DREW SP 2013 Kyle K
Tuesday, May 21, 2013
Senior Project Day 12
Just finished the report. Need to add a conclusion but the hard part is done. I will also add a title page and a glossary for certain terms that may be unfamiliar to certain readers.
Monday, May 20, 2013
Senior Project Day 11
Worked on the weekend and today on the actual report. It has been time consuming, yet very rewarding, as I have finished up the report for Barry Bonds and already working on the final two players as I speak. I am doing my best to make this informal report accessible to more readers, meaning that the report is more on the statistics that people will recognize and be able to follow along, as well as the thought process behind the reasoning and calculations.
Friday, May 17, 2013
Senior Project Day 10
Have finally decided on the approach I will take in finalizing the numbers. Will look at the averages amongst the greats, add and subtract the standard deviation, plot all of those data points on a graph, and see the nice range I get. Then, I will take Barry Bonds' and Sammy Sosa's actual career numbers, and plant them on the same graph, seeing if their numbers fall within those ranges in their so called "clean years." If so, then I believe it would be safe to track and project their numbers into their later years had they not taken steroids. Some stats will be a bit more noticeable than others. Obviously home runs is the biggest stat for sluggers like those two, and more emphasis will be put on the more well-known stats in the report, as to keep it from getting any more complicated for readers who don't consider themselves baseball-savvy and might not be familiar with stats such as On-Base Percentage and Slugging Percentage.
Thursday, May 16, 2013
Senior Project Day 9
Finished up with the 5 All-Time Great players I used as a sample for the other players, and I have to say that the process has been quite surprising. Everyone peaks and declines differently in different ways. Of course, when I started this project, I didn't expect to find a exact numbers for these players, since there's no real way for us to really know what the final stat line would have or could have been. Yet, the more and more I calculate, the less and less I want to settle for a range, but instead find an exact number. I know that's impossible, but it's been on my mind these past few days. After I finished up the calculations by hand, I hit a dead end. The percent decline and standard deviations didn't match smoothly across the 5 players. Some statistics had some very close drops in decline, for example, for Home Runs, Willie Mays, Stan Musial, and Mickey Mantle experienced drops of 48%, 50%, and 50%, where as On Base Percentage decline for Mantle, Musial, Hank Aaron, and Ted Williams were 13%, 12%, 14%, and 16%.

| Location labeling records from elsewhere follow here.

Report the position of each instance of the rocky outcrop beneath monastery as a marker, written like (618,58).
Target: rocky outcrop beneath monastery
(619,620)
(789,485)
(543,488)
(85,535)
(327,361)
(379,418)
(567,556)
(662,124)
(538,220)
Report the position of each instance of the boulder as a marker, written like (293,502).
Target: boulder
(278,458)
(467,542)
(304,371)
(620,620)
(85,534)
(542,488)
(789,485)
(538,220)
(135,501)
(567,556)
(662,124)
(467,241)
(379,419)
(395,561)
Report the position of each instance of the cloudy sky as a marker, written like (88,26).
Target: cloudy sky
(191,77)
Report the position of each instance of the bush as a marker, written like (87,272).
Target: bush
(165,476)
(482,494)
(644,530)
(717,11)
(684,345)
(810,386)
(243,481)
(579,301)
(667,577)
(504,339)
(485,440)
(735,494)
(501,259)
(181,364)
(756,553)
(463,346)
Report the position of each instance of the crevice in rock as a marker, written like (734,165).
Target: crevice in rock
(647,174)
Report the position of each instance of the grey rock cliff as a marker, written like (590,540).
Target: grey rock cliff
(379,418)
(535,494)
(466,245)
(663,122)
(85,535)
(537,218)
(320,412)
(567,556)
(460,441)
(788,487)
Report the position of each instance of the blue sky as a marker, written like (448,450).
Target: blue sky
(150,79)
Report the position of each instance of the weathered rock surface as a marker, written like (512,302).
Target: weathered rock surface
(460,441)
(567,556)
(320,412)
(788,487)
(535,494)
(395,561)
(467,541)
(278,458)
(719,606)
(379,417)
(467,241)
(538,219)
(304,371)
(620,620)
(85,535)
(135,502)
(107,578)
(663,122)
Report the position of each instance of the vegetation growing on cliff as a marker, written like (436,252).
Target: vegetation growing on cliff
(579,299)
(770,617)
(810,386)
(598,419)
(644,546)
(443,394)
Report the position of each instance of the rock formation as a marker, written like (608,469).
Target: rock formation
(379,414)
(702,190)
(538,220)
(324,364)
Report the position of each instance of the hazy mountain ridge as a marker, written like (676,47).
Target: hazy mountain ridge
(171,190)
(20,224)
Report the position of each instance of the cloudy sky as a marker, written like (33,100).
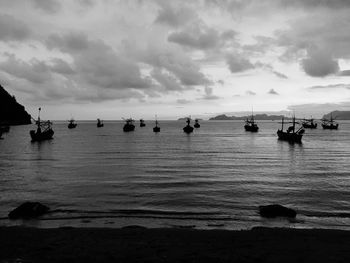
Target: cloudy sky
(114,59)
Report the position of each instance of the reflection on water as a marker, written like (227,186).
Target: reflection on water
(160,179)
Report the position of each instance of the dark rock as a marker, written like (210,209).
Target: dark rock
(271,211)
(29,210)
(11,112)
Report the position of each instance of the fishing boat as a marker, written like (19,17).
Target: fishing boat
(330,124)
(309,123)
(196,124)
(99,123)
(72,124)
(129,125)
(156,128)
(44,130)
(291,134)
(250,124)
(188,128)
(142,123)
(4,128)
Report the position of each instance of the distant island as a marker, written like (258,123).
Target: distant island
(185,118)
(340,115)
(224,117)
(11,112)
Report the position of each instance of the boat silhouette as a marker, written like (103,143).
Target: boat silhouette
(142,123)
(156,128)
(188,128)
(309,123)
(196,124)
(44,130)
(330,124)
(99,123)
(72,124)
(250,124)
(129,125)
(291,134)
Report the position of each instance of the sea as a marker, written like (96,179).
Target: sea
(215,178)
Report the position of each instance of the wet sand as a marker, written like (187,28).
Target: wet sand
(136,244)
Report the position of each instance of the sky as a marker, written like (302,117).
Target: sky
(111,59)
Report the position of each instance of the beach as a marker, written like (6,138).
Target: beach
(138,244)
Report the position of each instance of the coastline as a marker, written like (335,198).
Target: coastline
(138,244)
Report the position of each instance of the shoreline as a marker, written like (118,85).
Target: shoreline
(139,244)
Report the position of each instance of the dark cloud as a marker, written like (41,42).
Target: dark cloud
(49,6)
(185,70)
(273,92)
(62,67)
(237,63)
(34,71)
(166,80)
(279,74)
(98,64)
(12,29)
(319,64)
(344,73)
(174,17)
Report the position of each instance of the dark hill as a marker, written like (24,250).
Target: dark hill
(11,112)
(339,115)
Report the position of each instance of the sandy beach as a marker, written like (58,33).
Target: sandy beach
(136,244)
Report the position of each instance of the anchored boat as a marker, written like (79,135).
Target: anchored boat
(309,123)
(196,124)
(330,124)
(43,131)
(99,123)
(188,128)
(129,125)
(291,134)
(250,124)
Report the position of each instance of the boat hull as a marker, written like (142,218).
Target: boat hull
(128,127)
(290,137)
(188,129)
(42,136)
(330,127)
(251,128)
(310,126)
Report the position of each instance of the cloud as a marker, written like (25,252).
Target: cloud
(273,92)
(166,80)
(174,17)
(183,101)
(209,94)
(196,38)
(330,87)
(12,29)
(319,64)
(98,64)
(34,71)
(344,73)
(237,63)
(178,64)
(49,6)
(250,93)
(279,74)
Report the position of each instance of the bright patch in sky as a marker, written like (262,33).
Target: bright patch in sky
(114,59)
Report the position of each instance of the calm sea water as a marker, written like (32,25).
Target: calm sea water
(214,178)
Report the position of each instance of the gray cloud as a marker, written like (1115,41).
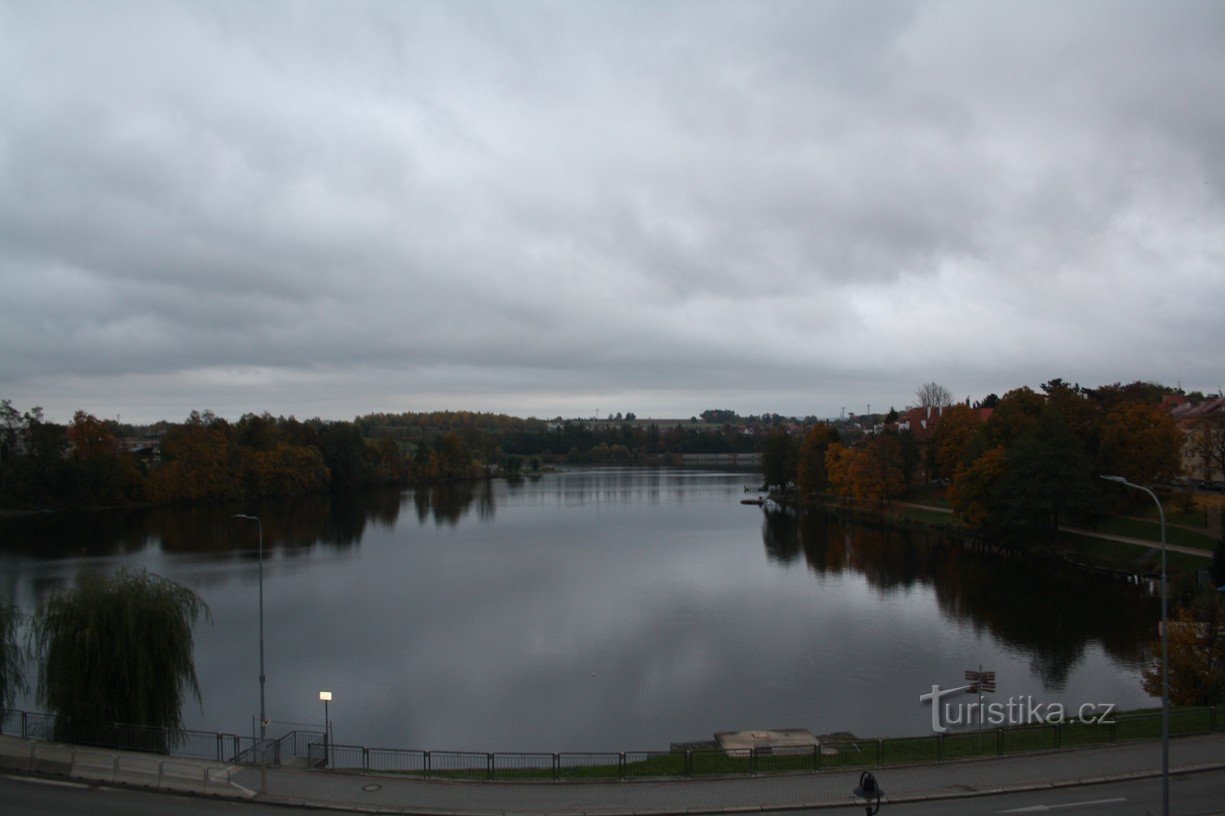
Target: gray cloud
(551,207)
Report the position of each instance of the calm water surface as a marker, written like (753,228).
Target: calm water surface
(599,609)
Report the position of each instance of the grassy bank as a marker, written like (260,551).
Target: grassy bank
(831,755)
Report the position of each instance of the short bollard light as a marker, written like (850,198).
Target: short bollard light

What I'm thinking of doing is averaging out the percentages and finding their own standard deviation in order to set up a a range of percentage declines I can use for the steroid users. At least then, I can see where my calculations land in comparison to their actual values. Microsoft Excel has been an enormous amount of help to me. Once I hit that dead end earlier today, I decided to see if Excel could identify anything I had missed. It did not disappoint. I took the home run averages of Mantle, Musial, Mays, Aaron, and Williams and plotted them on a graph. Then, I found the standard deviation between their actual numbers and the average. I set up data points that made additional lines representing the sum of the average and standard deviation as well as the difference, giving me 3 lines in total. Finally, I decided to plot Barry Bonds' home run totals on the graph as well, to see what his numbers looked in comparison to the 5 legends:
As you can see, it was within the range of the averages, up until the years he supposedly started taking steroids. With this new found information, I'm hoping to use this same analysis for the other statistics as well, and compare them to the actual numbers of Bonds and Sosa.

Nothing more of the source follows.